The sugar hit and in communities together with the "green revolution" have destroyed water sources and blood chemistry alike bringing a huge increase in cancer and diabetes where it was almost insignificant in the past.
Those who don’t have to spend hours of labour getting wood and harvesting crops are much more likely to be alcoholics who have lost touch with their children. Those who have left their communities to "get an education" are much more likely to stay in the city performing low payed work. Their children are likely to learn Spanish as their first language and have little interest in the magic of corn cultivation which has been on par with the most important spiritual knowledge for thousands of years.
Hollywoods most violent and brainless movies create an image of the world for young minds who have no point of reference to be put them into context and rarely understand the dialogue. For those that do understand the invasion is deeper.

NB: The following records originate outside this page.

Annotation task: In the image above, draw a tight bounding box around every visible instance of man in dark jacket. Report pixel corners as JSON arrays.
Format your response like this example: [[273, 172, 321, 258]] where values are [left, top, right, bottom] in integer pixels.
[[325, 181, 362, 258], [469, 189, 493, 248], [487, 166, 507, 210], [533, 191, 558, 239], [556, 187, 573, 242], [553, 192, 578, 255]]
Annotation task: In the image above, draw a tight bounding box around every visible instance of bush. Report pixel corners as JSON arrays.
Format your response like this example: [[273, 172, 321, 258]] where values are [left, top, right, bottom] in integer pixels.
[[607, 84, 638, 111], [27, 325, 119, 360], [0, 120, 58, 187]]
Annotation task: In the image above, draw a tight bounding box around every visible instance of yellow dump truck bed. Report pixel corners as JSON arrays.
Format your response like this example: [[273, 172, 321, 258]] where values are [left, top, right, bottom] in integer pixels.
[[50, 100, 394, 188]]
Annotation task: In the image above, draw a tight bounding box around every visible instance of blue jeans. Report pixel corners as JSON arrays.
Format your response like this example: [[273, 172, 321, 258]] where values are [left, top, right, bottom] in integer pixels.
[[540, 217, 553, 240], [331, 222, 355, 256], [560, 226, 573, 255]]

There are people here who have never been put through competitive schooling systems. They haven’t been brainwashed to measure themselves against the images of advertising or the "Friends lifestyle". These people have a purity of spirit my words can never reach. You know when you meet them that so much that is inherent in Western conscious development hasn’t touched them. If you haven’t met someone like this maybe you think I’m crazy but the values of competition and a branded have had such a deep impact that it’s easy to identify the difference between those who have lived in the city and those who haven’t. It’s not all bad for those who have left. Those who have developed consciousness and have an understanding of both worlds are in a powerful position to create change and some of them are exercising it.
In the same way Mexican’s who speak English well are different from the rest and those who have watched a lot of TV are different. The cultural takeover that has taken place in the schools and homes in the city is arriving to indigenous communities. The young are caught between the two worlds and are living the results of hundreds of years of repression and discrimination which today leads them to reject many aspects of their own culture in favor of mainstream Mexican culture which is increasingly Americanized.
These mountains are beautiful. In any other age they would have been recognized for their extreme wealth. An ample water supply, different microclimates that vary with altitude to support a huge diversity of species each with their own role for supporting human and other life in an intricate web. Indeed these mountains bore cultures which knew many things today we have no understanding of. They knew about planets and weather cycles and how to live in harmony with them.
There has never been a perfect culture and I’m sure I haven’t found it here. What I am sure of is that the capacities and knowledge of these people should not be lost in order to create a new generation of chewing gum vendors and street sweepers in the city.
Capitalist consumer driven ideology must be defeated starting with each of us changing our ways and joining the struggle for the creation a multi polar world where they determine their own path and more than one culture can exist.